A couple of weeks ago, though, the reinforcements that kept the other d-ring attached to the bag just broke clean off; it had been slowly tearing away in recent years, but just before I went off to teach earlier this month, I grabbed the strap to sling my purse over my shoulder like I’d done thousands of times before, only to have that reinforcement tear away and the purse land with a loud thud on my living room floor.
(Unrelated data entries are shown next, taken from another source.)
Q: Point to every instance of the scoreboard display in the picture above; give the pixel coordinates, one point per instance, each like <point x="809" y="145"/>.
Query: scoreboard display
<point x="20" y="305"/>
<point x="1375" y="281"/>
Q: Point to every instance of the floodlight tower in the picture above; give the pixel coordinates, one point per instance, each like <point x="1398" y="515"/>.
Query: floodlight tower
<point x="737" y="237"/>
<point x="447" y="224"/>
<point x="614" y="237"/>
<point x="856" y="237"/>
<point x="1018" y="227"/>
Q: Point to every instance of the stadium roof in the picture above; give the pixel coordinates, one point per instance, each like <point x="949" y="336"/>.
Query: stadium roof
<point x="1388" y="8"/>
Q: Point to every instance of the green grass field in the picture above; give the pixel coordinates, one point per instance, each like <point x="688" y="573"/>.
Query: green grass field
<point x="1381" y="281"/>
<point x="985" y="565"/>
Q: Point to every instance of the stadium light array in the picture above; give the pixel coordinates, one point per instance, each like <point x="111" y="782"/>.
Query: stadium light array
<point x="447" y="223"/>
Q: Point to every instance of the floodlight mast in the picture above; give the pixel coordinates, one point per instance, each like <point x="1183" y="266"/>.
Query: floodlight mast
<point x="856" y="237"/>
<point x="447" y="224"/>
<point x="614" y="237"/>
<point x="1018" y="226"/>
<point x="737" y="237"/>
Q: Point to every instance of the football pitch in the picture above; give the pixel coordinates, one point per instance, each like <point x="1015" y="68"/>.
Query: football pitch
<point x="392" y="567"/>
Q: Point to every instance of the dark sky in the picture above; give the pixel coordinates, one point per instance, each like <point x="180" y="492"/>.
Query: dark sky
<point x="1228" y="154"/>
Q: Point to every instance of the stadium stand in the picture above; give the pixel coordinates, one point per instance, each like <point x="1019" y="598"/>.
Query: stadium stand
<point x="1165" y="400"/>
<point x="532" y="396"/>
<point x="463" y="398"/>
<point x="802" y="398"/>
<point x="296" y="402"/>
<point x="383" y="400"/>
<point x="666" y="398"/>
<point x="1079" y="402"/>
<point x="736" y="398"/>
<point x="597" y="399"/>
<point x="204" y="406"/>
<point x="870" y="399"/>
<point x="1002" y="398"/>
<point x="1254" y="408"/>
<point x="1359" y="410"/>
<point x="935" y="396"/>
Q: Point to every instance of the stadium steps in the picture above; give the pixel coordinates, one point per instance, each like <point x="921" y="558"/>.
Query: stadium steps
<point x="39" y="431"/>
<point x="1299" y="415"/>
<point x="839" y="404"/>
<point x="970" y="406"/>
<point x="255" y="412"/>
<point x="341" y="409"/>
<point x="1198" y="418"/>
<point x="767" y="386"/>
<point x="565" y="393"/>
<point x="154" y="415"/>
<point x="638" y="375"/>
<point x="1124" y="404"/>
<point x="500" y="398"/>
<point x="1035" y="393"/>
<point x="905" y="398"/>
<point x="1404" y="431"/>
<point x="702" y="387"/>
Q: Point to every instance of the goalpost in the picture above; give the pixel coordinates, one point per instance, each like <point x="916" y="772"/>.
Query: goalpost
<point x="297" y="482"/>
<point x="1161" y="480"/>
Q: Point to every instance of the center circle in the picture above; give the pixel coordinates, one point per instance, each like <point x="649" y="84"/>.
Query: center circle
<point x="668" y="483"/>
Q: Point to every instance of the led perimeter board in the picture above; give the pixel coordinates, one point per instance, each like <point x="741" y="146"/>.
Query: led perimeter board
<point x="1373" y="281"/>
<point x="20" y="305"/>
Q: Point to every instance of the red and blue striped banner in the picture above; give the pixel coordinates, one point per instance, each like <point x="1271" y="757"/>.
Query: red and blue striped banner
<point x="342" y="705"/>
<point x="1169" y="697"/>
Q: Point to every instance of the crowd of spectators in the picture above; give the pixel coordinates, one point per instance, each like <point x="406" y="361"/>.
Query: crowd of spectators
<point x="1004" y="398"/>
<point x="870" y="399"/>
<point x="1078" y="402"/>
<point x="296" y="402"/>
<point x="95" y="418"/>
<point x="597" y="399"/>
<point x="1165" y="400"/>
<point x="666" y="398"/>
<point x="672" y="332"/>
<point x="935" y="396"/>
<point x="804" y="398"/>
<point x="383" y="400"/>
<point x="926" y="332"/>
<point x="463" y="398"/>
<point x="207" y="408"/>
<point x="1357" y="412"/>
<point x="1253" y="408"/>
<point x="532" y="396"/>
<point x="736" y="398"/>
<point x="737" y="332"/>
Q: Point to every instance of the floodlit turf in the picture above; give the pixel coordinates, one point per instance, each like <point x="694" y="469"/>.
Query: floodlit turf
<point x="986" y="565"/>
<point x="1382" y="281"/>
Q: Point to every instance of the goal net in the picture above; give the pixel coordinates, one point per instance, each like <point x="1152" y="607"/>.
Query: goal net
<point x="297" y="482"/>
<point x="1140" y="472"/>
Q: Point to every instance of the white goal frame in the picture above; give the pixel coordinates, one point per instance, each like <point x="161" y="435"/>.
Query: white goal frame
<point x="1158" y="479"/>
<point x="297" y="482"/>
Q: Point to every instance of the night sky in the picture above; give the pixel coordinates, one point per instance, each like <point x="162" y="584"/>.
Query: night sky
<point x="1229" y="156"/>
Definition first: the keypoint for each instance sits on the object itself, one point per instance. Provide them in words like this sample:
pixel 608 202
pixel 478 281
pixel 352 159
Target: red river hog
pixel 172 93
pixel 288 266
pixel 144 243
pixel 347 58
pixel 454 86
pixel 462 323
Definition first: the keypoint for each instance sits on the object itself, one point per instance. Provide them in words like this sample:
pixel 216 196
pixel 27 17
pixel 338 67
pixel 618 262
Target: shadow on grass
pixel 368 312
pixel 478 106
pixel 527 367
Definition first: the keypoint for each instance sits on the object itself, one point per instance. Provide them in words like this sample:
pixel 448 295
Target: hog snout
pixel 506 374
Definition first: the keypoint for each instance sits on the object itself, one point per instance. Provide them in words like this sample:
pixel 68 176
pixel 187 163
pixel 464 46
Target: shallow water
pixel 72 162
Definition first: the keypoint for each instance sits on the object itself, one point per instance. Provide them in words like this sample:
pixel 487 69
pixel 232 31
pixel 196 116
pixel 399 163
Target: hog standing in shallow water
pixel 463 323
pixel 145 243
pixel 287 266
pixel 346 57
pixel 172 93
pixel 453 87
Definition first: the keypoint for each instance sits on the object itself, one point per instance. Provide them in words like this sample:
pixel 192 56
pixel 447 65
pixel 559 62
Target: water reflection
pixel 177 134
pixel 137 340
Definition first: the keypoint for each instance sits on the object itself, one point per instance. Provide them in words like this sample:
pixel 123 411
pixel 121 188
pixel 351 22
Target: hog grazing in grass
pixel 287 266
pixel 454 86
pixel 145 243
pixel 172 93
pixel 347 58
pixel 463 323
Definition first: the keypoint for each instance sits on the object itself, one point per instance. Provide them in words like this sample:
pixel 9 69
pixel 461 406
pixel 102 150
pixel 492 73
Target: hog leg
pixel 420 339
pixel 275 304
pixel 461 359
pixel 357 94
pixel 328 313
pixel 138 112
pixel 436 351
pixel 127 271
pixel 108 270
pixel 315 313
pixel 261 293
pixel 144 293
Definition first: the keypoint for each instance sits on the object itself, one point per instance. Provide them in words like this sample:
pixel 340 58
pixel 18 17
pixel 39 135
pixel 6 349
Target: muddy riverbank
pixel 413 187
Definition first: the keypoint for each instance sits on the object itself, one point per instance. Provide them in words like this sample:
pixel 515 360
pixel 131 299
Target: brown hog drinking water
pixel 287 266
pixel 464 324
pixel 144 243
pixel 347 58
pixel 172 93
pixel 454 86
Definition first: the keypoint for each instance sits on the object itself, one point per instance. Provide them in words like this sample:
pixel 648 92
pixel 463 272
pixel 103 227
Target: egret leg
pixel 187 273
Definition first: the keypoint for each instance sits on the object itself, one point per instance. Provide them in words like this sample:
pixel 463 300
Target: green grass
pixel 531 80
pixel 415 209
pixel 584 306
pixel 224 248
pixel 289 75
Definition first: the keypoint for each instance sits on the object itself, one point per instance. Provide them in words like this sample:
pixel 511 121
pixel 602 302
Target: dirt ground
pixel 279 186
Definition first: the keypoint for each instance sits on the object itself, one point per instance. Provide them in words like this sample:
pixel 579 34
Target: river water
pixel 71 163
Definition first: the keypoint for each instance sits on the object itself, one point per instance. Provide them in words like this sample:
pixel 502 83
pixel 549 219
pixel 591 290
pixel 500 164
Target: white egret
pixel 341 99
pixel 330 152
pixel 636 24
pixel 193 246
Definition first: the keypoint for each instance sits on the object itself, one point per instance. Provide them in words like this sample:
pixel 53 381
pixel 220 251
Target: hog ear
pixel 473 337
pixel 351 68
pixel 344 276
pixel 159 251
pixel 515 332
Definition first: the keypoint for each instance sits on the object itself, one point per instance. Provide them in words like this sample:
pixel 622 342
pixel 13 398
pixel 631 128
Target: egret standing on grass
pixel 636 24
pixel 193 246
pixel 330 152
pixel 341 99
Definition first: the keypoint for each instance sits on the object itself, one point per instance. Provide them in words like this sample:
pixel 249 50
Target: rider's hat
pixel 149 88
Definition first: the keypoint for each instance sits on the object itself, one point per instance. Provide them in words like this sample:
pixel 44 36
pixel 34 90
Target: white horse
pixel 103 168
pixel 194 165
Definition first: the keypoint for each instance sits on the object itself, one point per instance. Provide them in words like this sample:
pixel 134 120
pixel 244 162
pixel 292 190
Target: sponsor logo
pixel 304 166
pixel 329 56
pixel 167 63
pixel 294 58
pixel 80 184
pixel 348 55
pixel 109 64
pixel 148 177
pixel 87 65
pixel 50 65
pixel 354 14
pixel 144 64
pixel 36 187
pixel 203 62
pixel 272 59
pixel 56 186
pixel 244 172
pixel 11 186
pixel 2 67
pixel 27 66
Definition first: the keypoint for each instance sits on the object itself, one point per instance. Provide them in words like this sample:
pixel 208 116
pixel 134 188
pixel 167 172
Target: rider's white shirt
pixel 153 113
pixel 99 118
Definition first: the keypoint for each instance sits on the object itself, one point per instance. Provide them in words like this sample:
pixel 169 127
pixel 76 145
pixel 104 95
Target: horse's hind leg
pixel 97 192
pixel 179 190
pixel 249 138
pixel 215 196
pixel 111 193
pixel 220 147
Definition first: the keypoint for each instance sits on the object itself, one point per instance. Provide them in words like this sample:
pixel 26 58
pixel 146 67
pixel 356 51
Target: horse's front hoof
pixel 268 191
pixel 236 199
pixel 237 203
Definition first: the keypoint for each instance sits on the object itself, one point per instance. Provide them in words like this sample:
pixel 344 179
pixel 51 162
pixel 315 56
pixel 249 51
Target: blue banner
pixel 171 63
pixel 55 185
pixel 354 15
Needing to get to campus quickly, I shoved the end of the strap that had just broken free through the new hole in the side of my purse and tied a quick granny knot, and that arrangement has held for several days now, but I know that it’s only a matter of time before the strap tears through the not-reinforced hole and my purse is left completely unusable.
The irony of this purse lasting me through two complete generations of the Powerpuff Girls television show isn’t lost on me, and neither is how fortunate I’ve been to get more than twenty years of use out of a purse that couldn’t have cost more than fifteen bucks when I bought it. At the same time, though, so many people I know have strong associations of me with that purse — when some of my students held a surprise birthday party for me in 2008, they decorated the classroom with a Powerpuff Girls balloon — and I guess that it’s something I’ve just gotten so used to that it’s difficult to imagine me buying a new purse here, as much as I clearly need one now.
What I’d really like, of course, is to get that old bag I bought at Boogie Records repaired, but even if I could get to it easily, it’s probably for the best that I figure out something else to do. The stuff I need on me when I leave my living space is a lot different now than it was twenty years ago, and puzzling out the best bag for this time of my life should, at the very least, be an interesting mental exercise. I’ll probably still insist on some cartoon design on it, though, likely something from My Little Pony: Friendship is Magic. Life may have changed a lot in the past twenty years, but I’m still the same silly girl I was back in 1994; I just know a lot more about myself than I did back then. I just wish I could take that bag back in time with me to Boogie Records and shop there one last time.